People concerned with the climate--like me and you--have a job to do. That is to convince our fellow Americans to change the incentives regarding carbon. That means a carbon tax combined with a rebate. Such a tax, though, is unpopular. This is a democracy. We don't solve its unpopularity with hypocritically having China or Russia or Nigeria or Canada or Venezuela do the polluting for us. We do it by major incentives to change to green energy. But until we have alternatives, people will drive because they simply have no other choice.
Do you still own a car? If not, great. Good for you! You set a good example. We need more people doing what you do. I heat my home and feel a little bad about it. I wear sweaters and fleese sweat pants, but I keep the house in the mid 60s. And I mostly eat raw food, but I cook, and I get dairy products from the refrigerator cases at Albertsons. Do you cook? Eating most food raw is better for us, I have heard.

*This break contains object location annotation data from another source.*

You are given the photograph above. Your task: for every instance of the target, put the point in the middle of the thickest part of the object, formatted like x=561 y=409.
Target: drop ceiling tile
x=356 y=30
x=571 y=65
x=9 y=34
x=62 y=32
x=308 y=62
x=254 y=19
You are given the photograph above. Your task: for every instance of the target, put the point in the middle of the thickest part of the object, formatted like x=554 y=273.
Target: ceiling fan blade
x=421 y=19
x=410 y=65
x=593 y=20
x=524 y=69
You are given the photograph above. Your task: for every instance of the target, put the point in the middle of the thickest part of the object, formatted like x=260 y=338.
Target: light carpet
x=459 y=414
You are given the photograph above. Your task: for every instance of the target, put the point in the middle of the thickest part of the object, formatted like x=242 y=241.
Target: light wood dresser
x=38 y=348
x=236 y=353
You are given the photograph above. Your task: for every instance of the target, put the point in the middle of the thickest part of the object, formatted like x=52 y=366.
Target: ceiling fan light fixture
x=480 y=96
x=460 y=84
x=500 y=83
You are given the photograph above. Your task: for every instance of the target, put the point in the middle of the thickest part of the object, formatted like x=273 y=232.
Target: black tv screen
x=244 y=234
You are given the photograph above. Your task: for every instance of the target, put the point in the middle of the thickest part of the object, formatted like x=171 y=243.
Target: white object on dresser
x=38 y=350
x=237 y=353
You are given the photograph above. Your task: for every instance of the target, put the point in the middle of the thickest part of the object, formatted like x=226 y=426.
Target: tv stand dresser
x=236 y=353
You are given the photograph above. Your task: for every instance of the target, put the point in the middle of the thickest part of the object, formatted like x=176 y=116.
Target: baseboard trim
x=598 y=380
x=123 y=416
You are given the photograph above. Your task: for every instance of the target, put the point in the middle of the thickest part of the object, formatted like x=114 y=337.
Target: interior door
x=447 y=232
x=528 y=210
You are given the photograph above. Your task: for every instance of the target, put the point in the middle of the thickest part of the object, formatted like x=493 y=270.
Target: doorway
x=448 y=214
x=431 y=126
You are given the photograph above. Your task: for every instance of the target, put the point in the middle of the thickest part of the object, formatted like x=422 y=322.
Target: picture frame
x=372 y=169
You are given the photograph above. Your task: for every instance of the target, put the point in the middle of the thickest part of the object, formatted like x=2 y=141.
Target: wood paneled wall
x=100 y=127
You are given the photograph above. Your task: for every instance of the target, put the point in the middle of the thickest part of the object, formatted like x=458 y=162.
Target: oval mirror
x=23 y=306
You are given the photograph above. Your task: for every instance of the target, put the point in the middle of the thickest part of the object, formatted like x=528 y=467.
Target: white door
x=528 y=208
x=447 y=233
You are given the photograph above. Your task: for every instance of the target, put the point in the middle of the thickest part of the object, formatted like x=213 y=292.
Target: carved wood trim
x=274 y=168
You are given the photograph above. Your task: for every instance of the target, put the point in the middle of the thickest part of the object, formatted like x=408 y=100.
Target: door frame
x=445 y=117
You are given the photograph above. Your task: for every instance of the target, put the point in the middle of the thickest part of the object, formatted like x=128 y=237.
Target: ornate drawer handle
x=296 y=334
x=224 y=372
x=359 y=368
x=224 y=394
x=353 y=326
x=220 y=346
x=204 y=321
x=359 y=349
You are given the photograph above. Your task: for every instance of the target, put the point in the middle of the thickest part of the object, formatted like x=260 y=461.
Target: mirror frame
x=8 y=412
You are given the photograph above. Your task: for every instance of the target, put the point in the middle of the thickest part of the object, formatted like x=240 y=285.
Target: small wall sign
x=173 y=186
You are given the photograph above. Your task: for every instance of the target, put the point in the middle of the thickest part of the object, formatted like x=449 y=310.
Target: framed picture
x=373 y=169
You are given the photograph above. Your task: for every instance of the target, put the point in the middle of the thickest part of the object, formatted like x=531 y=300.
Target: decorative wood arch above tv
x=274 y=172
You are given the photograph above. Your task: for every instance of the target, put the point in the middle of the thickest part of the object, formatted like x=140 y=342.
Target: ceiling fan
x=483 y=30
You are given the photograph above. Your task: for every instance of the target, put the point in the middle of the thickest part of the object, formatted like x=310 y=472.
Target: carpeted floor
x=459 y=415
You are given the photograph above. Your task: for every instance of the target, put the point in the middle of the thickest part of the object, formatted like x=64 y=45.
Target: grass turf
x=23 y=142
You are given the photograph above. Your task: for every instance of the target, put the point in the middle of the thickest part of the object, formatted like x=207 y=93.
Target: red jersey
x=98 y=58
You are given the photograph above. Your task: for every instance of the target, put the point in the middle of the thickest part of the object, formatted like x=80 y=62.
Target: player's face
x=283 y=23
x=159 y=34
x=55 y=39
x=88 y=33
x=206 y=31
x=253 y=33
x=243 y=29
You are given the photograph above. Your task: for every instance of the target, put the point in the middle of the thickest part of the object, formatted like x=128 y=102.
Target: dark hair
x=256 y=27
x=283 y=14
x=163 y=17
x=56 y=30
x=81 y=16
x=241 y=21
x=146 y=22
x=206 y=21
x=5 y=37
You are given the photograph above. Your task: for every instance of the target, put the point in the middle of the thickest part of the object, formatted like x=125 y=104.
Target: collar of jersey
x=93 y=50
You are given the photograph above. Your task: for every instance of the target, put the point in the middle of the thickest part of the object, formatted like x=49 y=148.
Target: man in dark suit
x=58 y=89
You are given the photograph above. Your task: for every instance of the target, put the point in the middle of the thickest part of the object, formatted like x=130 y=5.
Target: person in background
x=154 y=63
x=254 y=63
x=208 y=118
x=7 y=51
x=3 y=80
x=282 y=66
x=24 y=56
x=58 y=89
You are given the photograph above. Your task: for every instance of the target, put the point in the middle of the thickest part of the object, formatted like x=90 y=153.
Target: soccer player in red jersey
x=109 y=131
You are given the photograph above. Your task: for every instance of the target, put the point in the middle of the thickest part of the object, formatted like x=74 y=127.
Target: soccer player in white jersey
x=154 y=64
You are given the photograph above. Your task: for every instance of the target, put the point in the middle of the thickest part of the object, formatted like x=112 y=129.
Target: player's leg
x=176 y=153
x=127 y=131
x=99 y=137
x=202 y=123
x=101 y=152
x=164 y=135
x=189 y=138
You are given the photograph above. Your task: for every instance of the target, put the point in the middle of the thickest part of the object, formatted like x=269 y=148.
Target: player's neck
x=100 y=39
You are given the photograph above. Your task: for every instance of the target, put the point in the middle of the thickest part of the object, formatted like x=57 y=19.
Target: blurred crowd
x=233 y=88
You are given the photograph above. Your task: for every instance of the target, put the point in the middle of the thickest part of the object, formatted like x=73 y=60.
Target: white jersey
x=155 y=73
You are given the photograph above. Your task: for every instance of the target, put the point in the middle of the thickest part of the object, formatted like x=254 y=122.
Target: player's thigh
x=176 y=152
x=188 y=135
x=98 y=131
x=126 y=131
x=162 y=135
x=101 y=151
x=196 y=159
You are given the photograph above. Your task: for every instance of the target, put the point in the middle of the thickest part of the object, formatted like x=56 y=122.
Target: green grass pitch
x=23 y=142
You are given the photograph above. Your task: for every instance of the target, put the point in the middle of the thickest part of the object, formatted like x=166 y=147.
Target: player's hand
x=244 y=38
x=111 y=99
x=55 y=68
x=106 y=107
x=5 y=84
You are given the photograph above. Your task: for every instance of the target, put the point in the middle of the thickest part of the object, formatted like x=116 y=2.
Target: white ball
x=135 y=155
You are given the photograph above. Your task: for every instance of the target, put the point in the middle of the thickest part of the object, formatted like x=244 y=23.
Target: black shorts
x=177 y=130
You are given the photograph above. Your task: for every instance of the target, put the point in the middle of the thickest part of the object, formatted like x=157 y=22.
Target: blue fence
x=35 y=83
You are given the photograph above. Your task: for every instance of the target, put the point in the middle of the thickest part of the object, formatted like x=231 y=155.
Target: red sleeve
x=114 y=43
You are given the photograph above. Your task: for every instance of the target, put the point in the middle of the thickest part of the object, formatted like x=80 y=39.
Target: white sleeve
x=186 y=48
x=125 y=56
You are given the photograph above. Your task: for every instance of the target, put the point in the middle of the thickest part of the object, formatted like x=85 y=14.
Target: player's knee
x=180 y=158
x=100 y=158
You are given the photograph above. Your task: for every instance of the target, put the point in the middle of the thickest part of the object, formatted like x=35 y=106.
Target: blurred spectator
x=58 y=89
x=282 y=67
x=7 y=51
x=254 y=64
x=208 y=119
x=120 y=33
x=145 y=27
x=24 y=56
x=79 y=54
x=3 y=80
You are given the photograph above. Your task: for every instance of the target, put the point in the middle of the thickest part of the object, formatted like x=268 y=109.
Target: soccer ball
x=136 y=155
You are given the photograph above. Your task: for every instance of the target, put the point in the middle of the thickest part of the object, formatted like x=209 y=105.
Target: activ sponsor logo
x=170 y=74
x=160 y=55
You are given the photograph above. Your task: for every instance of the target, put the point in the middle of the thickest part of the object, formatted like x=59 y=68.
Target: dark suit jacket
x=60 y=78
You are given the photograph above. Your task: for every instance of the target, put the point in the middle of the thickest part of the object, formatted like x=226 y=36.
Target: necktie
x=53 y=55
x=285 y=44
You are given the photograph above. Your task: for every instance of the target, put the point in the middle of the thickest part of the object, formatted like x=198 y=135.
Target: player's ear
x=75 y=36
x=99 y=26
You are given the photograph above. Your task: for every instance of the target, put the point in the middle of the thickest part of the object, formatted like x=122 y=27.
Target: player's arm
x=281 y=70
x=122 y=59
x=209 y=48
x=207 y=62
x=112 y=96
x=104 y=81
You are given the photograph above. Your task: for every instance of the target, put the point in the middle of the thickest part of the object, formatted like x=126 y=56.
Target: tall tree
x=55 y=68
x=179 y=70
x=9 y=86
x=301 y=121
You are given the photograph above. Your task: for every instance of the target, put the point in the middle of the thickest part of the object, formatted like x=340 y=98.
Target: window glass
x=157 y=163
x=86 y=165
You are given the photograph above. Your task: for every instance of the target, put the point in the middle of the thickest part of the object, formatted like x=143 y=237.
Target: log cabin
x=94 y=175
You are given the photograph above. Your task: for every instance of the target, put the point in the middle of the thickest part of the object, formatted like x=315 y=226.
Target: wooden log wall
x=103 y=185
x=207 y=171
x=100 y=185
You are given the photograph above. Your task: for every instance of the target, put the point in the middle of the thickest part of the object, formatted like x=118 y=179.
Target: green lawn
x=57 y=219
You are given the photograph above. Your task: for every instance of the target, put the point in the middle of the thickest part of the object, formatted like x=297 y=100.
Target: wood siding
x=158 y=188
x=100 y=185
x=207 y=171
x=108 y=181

I use fossil fuels. I admit it.
I could find any insight in your message other than your individual profitability on oil stocks. You don't acknowledge our absolute critical need to cut down carbon emissions. The IPCC most recent report 2022 clearly explains why we must act quickly, now, today. If drivers get the message they should prefer to sustain our biosphere rather than their use of gas-driven cars. Corporations should get the message and understand that they have to do something about cutting their own pollution with massive truck hauling. Everyone must get the message and you are burying any reference to the catastrophic spot we are in by your laissez faire attitude: your stay calm, it's all going to be ok schtick.